Structure-based identification of binding sites, native ligands and potential inhibitors for G-protein coupled receptors

Abstract

G-protein coupled receptors (GPCRs) are the largest family of cell-surface receptors involved in signal transmission. Drugs associated with GPCRs represent more than one fourth of the 100 top-selling drugs and are the targets of more than half of the current therapeutic agents on the market. Our methodology based on the internal coordinate mechanics (ICM) program can accurately identify the ligand-binding pocket in the currently available crystal structures of seven transmembrane (7TM) proteins [bacteriorhodopsin (BR) and bovine rhodopsin (bRho)]. The binding geometry of the ligand can be accurately predicted by ICM flexible docking with and without the loop regions, a useful finding for GPCR docking because the transmembrane regions are easier to model. We also demonstrate that the native ligand can be identified by flexible docking and scoring in 1.5% and 0.2% (for bRho and BR, respectively) of the best scoring compounds from two different types of compound database. The same procedure can be applied to the database of available chemicals to identify specific GPCR binders. Finally, we demonstrate that even if the sidechain positions in the bRho binding pocket are entirely wrong, their correct conformation can be fully restored with high accuracy (0.28 A) through the ICM global optimization with and without the ligand present.

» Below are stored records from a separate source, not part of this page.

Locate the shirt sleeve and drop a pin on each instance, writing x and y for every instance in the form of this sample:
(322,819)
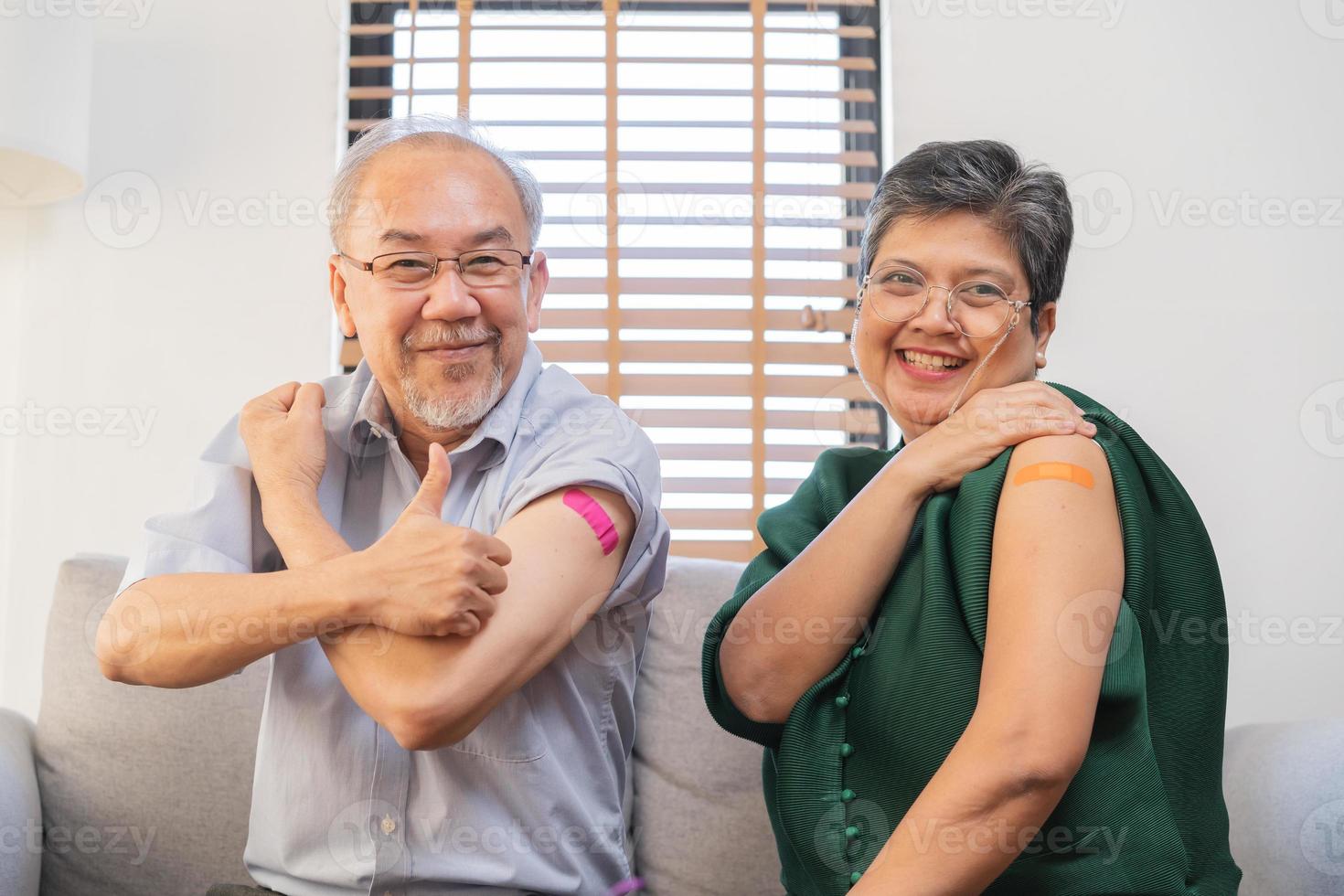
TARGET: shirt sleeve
(632,470)
(786,529)
(222,532)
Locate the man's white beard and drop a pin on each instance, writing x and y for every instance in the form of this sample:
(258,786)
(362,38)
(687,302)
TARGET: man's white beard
(440,411)
(453,412)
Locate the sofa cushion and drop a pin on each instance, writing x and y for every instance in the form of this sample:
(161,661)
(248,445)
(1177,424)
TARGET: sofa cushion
(700,824)
(1284,784)
(143,790)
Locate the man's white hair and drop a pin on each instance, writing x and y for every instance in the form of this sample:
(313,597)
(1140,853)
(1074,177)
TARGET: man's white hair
(426,129)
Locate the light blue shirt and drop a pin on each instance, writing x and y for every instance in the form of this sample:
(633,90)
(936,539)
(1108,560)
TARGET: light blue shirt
(531,801)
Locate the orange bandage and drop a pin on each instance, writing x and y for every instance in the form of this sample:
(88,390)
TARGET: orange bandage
(1054,470)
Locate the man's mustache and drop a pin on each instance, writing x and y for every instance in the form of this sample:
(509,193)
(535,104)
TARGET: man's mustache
(421,338)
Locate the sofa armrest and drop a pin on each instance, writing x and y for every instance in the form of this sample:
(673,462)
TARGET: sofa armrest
(20,807)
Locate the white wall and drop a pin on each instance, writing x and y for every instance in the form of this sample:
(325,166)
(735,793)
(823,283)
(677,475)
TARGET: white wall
(194,102)
(1209,337)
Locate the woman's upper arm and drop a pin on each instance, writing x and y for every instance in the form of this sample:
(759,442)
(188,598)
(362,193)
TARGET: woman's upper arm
(1055,584)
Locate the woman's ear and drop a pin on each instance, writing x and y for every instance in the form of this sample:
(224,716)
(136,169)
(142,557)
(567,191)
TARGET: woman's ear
(1044,328)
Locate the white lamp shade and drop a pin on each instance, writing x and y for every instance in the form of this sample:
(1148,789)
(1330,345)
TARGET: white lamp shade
(46,78)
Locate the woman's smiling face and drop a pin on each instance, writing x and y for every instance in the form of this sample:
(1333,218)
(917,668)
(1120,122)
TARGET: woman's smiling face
(946,251)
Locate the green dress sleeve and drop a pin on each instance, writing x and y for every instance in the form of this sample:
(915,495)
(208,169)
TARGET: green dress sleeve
(786,529)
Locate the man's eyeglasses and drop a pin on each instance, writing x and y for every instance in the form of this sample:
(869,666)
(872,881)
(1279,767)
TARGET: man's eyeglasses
(484,268)
(898,293)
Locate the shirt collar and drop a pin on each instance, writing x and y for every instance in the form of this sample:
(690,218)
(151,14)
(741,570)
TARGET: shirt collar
(374,429)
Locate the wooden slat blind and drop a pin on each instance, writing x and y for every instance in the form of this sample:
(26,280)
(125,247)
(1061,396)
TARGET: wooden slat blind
(706,165)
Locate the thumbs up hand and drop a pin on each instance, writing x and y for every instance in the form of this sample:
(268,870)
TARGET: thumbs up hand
(433,578)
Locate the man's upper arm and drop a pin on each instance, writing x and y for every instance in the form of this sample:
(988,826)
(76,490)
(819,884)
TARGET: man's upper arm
(1054,594)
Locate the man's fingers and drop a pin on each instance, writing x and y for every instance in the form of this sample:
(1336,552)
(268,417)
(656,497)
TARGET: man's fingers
(494,579)
(429,498)
(309,397)
(283,397)
(496,549)
(466,624)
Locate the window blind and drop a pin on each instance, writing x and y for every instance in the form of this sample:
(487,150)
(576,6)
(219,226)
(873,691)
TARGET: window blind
(706,166)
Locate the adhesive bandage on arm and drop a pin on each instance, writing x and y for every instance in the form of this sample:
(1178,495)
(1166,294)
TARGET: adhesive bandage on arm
(595,517)
(1054,470)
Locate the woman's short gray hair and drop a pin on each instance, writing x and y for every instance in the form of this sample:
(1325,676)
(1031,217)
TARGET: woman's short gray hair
(425,129)
(1029,203)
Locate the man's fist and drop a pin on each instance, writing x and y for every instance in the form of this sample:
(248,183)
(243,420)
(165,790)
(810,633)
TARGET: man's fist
(285,441)
(434,578)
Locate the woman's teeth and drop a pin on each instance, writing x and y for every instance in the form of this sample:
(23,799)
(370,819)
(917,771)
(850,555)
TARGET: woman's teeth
(932,361)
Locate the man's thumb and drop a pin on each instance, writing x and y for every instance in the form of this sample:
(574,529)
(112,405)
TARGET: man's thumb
(434,488)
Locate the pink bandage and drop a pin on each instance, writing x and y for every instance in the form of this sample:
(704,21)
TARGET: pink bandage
(595,517)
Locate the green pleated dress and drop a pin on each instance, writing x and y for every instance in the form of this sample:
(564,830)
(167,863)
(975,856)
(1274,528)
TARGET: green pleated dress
(1146,812)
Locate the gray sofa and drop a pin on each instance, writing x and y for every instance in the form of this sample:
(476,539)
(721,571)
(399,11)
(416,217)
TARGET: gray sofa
(134,790)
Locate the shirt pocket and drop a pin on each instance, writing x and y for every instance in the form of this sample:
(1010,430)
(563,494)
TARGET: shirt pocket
(511,732)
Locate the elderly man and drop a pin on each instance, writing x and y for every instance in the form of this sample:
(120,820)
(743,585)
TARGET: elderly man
(446,555)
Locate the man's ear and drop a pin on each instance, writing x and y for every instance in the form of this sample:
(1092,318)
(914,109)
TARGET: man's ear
(337,289)
(538,278)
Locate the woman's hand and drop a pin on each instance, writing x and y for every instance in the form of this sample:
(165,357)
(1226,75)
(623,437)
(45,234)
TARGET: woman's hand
(991,421)
(428,577)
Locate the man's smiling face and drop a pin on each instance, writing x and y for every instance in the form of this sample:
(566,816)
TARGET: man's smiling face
(446,351)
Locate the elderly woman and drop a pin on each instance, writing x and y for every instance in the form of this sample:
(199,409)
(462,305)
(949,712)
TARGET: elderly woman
(969,657)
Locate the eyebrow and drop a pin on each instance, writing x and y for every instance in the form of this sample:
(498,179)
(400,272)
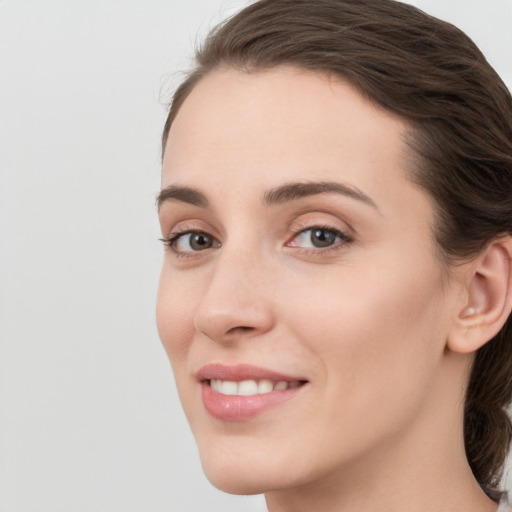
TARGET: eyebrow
(279,195)
(182,195)
(294,191)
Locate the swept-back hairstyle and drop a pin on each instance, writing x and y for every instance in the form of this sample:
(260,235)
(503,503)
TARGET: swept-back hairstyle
(460,112)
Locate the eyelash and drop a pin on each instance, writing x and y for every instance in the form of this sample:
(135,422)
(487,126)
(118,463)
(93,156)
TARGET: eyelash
(344,239)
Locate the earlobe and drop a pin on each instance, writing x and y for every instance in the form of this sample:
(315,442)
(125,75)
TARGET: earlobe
(488,300)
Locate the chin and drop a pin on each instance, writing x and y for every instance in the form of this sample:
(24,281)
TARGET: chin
(242,472)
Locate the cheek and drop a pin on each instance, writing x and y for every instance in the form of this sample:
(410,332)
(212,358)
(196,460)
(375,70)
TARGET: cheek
(375,337)
(174,316)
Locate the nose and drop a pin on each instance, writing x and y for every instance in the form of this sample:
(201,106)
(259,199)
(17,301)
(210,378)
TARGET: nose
(236,303)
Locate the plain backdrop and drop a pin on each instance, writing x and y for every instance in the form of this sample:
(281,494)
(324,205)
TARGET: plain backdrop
(89,416)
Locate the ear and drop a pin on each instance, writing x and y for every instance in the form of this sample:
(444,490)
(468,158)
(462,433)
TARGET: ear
(488,299)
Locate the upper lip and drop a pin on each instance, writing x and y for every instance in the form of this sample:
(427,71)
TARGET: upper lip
(240,372)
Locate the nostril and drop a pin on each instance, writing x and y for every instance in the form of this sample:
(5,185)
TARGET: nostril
(240,329)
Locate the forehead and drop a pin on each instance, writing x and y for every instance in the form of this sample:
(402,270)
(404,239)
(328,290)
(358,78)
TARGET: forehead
(279,125)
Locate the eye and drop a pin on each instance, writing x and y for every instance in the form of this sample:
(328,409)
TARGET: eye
(318,238)
(191,241)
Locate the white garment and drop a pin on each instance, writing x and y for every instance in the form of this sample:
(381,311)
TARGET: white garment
(505,505)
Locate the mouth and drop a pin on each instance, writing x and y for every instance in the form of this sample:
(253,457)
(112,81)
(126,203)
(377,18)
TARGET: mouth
(252,387)
(239,393)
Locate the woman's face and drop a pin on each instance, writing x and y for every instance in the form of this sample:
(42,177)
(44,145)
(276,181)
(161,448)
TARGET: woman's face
(301,302)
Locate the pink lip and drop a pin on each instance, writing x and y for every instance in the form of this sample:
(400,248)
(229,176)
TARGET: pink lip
(240,408)
(241,372)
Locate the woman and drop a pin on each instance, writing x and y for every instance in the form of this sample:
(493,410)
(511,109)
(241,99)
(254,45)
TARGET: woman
(335,297)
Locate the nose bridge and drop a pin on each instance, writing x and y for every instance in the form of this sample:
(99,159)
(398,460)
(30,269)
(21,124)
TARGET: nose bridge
(234,303)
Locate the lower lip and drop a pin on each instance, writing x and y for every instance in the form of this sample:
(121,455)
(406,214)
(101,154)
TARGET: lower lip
(240,408)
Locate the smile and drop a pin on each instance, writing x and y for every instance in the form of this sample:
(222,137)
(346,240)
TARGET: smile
(242,392)
(251,387)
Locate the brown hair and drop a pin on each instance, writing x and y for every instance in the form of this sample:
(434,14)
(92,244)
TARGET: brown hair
(433,75)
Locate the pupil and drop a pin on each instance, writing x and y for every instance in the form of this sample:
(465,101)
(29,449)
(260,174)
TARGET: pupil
(200,241)
(322,238)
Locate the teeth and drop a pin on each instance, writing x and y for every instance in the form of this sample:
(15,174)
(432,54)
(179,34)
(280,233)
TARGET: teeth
(280,385)
(250,387)
(247,387)
(265,386)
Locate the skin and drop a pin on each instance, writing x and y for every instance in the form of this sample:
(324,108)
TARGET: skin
(365,320)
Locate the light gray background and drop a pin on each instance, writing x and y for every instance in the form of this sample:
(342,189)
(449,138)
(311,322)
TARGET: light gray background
(89,417)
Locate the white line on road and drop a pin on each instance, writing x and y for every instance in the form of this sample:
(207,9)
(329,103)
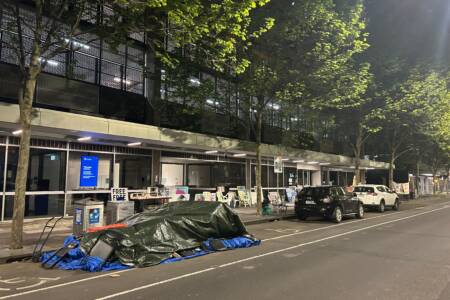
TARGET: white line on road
(262,255)
(327,227)
(220,266)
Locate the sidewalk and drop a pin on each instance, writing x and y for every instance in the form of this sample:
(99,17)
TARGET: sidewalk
(33,228)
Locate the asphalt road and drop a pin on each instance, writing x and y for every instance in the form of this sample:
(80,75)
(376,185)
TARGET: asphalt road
(395,255)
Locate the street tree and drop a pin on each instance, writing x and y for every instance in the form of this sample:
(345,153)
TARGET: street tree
(411,109)
(37,31)
(300,60)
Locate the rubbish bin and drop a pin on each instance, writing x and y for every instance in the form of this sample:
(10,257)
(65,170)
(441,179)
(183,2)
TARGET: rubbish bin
(87,214)
(116,211)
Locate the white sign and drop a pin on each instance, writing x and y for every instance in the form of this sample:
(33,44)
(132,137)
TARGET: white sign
(278,164)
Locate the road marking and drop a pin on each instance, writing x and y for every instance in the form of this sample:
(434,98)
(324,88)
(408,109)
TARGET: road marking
(262,255)
(329,226)
(42,281)
(220,266)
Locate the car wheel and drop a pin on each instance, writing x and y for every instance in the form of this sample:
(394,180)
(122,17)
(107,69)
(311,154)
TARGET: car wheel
(337,215)
(302,216)
(396,205)
(360,213)
(381,207)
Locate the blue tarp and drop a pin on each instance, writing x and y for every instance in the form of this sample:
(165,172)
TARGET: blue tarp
(76,259)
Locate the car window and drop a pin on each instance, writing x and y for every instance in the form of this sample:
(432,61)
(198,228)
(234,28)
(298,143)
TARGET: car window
(363,189)
(381,189)
(315,191)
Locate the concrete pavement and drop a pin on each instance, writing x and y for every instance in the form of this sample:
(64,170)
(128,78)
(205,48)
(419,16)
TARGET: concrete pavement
(33,228)
(396,255)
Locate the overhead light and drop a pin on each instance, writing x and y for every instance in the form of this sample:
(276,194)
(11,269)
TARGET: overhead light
(117,79)
(134,144)
(50,62)
(194,81)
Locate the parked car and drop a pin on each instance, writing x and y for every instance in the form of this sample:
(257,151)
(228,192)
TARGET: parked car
(377,196)
(329,201)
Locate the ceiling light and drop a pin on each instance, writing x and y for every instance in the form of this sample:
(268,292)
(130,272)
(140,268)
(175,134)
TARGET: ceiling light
(134,144)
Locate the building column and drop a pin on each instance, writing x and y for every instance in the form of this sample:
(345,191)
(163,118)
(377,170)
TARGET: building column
(156,167)
(248,174)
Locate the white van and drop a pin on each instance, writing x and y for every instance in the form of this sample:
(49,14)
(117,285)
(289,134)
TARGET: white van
(377,196)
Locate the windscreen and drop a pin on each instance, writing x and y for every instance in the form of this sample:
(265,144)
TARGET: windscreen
(363,189)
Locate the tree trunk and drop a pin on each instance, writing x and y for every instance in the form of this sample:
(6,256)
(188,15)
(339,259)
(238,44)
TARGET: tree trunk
(258,133)
(357,152)
(25,100)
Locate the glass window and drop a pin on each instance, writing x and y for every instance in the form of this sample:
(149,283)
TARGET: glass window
(134,171)
(37,205)
(275,179)
(46,169)
(263,176)
(2,169)
(104,176)
(199,175)
(290,176)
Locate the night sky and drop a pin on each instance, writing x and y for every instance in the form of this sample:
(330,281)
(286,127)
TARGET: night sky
(414,30)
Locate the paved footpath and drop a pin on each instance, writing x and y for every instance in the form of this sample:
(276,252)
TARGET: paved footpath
(395,255)
(33,228)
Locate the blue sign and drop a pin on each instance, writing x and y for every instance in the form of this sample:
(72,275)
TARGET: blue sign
(94,216)
(89,171)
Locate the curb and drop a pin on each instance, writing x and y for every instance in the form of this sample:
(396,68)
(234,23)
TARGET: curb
(269,219)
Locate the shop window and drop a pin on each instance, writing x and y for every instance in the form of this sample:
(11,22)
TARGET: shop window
(104,171)
(134,172)
(263,175)
(2,168)
(46,169)
(225,174)
(199,175)
(37,205)
(290,177)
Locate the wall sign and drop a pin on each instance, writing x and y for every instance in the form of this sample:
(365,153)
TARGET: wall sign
(89,171)
(278,164)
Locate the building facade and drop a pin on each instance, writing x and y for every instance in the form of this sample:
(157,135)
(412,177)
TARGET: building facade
(144,128)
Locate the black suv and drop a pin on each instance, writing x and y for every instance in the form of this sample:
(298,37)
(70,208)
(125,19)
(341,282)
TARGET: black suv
(329,201)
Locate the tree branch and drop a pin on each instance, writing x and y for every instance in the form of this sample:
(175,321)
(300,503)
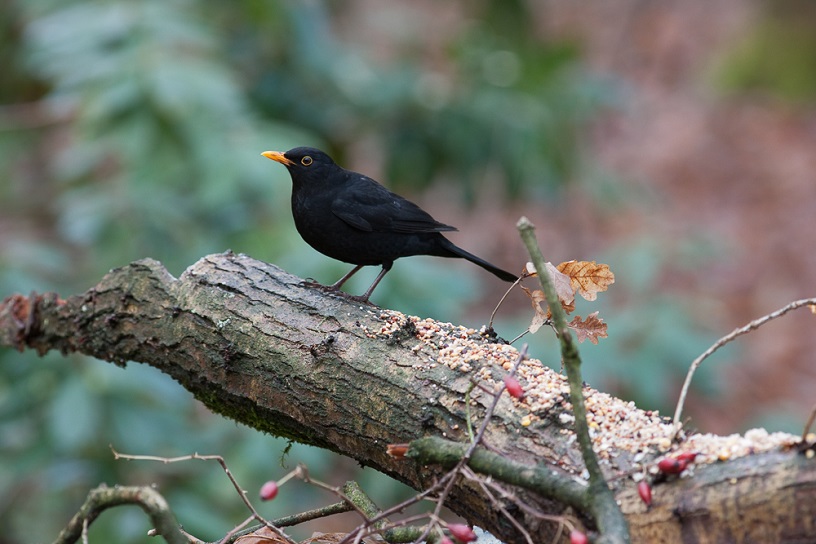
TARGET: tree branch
(253,344)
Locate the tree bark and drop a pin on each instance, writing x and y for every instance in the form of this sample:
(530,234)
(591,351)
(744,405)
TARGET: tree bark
(252,343)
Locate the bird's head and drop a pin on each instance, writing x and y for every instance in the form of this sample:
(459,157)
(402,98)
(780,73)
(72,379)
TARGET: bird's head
(301,160)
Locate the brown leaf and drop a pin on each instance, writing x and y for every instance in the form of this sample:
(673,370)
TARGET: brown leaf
(542,312)
(587,277)
(563,284)
(591,329)
(264,535)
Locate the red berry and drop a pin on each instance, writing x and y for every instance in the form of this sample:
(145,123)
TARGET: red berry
(672,465)
(461,532)
(577,537)
(513,387)
(645,492)
(269,490)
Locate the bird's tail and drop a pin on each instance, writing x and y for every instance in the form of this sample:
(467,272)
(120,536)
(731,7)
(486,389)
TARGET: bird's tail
(456,251)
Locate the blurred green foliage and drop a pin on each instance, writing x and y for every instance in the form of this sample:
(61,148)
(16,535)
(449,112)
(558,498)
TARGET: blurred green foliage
(778,57)
(133,129)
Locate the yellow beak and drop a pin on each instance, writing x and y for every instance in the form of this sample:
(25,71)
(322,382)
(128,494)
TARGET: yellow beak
(277,156)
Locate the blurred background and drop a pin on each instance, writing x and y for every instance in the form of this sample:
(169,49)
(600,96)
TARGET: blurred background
(675,141)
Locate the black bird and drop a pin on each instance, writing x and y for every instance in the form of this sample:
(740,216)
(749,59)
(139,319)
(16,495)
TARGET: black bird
(352,218)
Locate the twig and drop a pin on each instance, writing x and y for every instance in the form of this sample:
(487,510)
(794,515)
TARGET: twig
(227,471)
(755,324)
(104,497)
(605,510)
(809,424)
(501,300)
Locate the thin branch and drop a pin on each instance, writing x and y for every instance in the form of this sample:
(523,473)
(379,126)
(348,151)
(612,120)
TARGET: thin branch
(755,324)
(607,512)
(104,497)
(238,488)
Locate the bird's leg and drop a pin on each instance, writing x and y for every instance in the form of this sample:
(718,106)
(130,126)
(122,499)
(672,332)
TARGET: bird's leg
(383,272)
(336,285)
(339,283)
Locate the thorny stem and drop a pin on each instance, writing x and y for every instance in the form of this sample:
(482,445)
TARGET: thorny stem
(607,513)
(755,324)
(227,471)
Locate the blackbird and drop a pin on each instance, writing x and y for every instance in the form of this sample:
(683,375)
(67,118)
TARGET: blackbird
(352,218)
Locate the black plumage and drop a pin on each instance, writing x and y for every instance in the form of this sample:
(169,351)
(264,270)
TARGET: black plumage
(352,218)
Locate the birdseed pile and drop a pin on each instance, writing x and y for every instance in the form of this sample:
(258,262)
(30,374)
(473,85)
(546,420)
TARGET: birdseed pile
(615,425)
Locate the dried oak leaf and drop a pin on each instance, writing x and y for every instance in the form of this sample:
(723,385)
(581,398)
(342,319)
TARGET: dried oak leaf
(590,329)
(542,311)
(563,284)
(588,278)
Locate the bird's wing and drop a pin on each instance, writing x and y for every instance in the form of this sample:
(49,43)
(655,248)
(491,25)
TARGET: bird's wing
(368,206)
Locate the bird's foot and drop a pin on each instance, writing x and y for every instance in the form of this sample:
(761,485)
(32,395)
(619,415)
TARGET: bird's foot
(310,282)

These binding site adjustments are critical for flexible docking of new ligands to known structures or for docking to GPCR homology models. The ICM docking method has the potential to be used to "de-orphanize" orphan GPCRs (oGPCRs) and to identify antagonists-agonists for GPCRs if an accurate model (experimentally and computationally validated) of the structure has been constructed or when future crystal structures are determined.